Входная дверь тихонько скрипнула. На пороге гостиной стоит силуэт. Это фермер. Он бесшумно подходит к Роксанне, останавливается вплотную к креслу и смотрит на нее, открыв рот, пустыми глазами. Его большие руки дрожат. Одна медленно поднимается и приближается к темным волосам, рассыпанным по потертому бархату спинки; рука замирает на весу.
Но он не досмотрит до конца движение Джеки; люди и вещи скрываются из виду; вокруг него вновь смыкается такая знакомая оболочка летаргии. Фермер пришел не с добрыми намерениями; надо держаться, оставаться с ней. Он борется изо всех сил с этой подхватившей его волной, но тщетно, ей не противостоять, сколько ни приказывай своей воле «бодрствовать».
Капли пота выступили на лбу у Джеки, невзирая на холод. Два часа он шел, как автомат, через лес и оказался перед дверью Роксанны. Не заперто как обычно. Он вошел не раздумывая; он должен был ее увидеть, поговорить с ней. Он не ожидал застать ее спящей в гостиной. Она здесь, так близко. Ее ужасные черные глаза закрыты, они не могут сделать ему больно, окатить равнодушием или презрением; он может коснуться ее, если захочет, погладить волосы, щеку, свесившуюся руку, которая обычно всегда в движении, когда она говорит. Он отводит взгляд от Роксанны и с тревогой озирается. Ему вдруг становится очень холодно, хотя он вспотел, как вол на пашне. Он приближает лицо к ее лицу, вдыхает ее запах. Он чувствует исходящее от ее тела тепло; лихорадочно дрожащая рука Джеки касается ее груди, тихонько вздымающейся и опускающейся под фуфайкой ручной вязки. Нет, это ему не снится: она здесь, его Роксанна, спящая пьяным сном от водки, от этой коварной сливовой, которую он приносит ей каждые две недели; его отец сам ее делает, со всей хитростью и злобой, на какую только способен. И Джеки тоже прикладывается к ней, один, в унылой комнате, где он вырос, перед старой афишей «Звездных войн» с обтрепанными углами и фотографиями голых женщин с огромными фальшивыми грудями.
Но сегодня он рядом с ней; они одни, а ночь темна.

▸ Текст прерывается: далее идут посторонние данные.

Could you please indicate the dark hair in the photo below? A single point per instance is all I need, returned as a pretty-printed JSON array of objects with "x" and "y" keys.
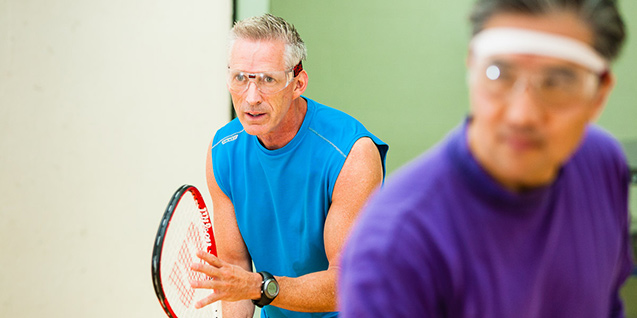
[{"x": 601, "y": 15}]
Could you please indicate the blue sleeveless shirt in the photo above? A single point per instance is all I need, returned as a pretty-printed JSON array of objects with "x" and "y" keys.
[{"x": 281, "y": 197}]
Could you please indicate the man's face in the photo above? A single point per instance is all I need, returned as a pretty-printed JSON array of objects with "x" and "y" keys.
[
  {"x": 523, "y": 129},
  {"x": 261, "y": 114}
]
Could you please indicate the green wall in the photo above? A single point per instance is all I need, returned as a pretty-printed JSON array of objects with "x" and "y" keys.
[{"x": 399, "y": 67}]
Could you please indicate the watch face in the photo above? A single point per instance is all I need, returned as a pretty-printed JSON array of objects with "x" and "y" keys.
[{"x": 271, "y": 288}]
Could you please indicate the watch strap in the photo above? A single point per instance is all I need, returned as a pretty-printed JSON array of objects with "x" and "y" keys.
[{"x": 264, "y": 300}]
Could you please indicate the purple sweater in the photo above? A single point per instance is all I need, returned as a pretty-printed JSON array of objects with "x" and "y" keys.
[{"x": 443, "y": 239}]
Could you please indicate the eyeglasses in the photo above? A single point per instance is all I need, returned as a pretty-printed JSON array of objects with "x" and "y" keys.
[
  {"x": 556, "y": 86},
  {"x": 266, "y": 82}
]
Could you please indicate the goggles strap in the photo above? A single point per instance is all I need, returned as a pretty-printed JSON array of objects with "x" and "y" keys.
[{"x": 298, "y": 68}]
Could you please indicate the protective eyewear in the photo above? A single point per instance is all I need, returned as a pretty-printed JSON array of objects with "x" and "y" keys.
[{"x": 266, "y": 82}]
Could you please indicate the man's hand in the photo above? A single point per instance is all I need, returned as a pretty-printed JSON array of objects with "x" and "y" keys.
[{"x": 229, "y": 282}]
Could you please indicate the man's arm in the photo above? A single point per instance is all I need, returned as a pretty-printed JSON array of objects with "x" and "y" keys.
[
  {"x": 361, "y": 174},
  {"x": 232, "y": 249}
]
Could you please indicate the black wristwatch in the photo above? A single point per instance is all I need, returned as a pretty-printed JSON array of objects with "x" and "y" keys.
[{"x": 269, "y": 290}]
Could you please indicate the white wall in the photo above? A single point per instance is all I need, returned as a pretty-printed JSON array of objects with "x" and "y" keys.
[{"x": 106, "y": 107}]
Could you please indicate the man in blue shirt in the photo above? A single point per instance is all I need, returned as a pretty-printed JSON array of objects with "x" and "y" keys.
[
  {"x": 287, "y": 179},
  {"x": 522, "y": 211}
]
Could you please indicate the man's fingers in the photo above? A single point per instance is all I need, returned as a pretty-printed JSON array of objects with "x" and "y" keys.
[
  {"x": 210, "y": 259},
  {"x": 207, "y": 300}
]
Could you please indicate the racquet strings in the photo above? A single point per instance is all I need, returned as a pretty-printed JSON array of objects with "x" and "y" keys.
[{"x": 185, "y": 235}]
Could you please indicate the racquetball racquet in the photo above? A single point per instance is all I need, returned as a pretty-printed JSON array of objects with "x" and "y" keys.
[{"x": 185, "y": 228}]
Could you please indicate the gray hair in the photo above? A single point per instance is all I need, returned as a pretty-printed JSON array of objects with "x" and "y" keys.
[
  {"x": 268, "y": 27},
  {"x": 602, "y": 16}
]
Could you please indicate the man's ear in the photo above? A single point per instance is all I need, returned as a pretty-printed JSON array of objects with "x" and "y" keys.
[
  {"x": 606, "y": 85},
  {"x": 300, "y": 84}
]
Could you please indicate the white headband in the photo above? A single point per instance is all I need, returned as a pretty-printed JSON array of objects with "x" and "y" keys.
[{"x": 495, "y": 41}]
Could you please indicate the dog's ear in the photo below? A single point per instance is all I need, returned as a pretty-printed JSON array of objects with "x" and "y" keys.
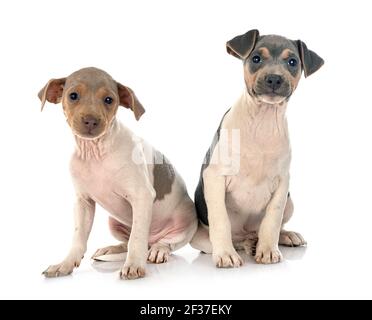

Ему ничего не стоит обнять ее и взять прямо здесь, на ковре, у камина. Ничего не стоит распахнуть фуфайку, расстегнуть ремень, потянуть вниз молнию ширинки, спустить брюки и трусы до щиколоток и… войти в нее, проникнуть тайком в эту женщину. Это будет все равно что в первый раз; когда он попробовал с Жозеттой Дюмонж, ничего не вышло. Его член остался мягким, как слизень. Но с Роксанной все будет иначе, все будет прекрасно. Она не станет над ним смеяться; она будет ласковой, покладистой, терпеливой. Ее, полную противоположность всему этому, изменят его желание и его любовь, она все поймет. И они сольются в божественном объятии, очарованные, как дети перед первым снегом.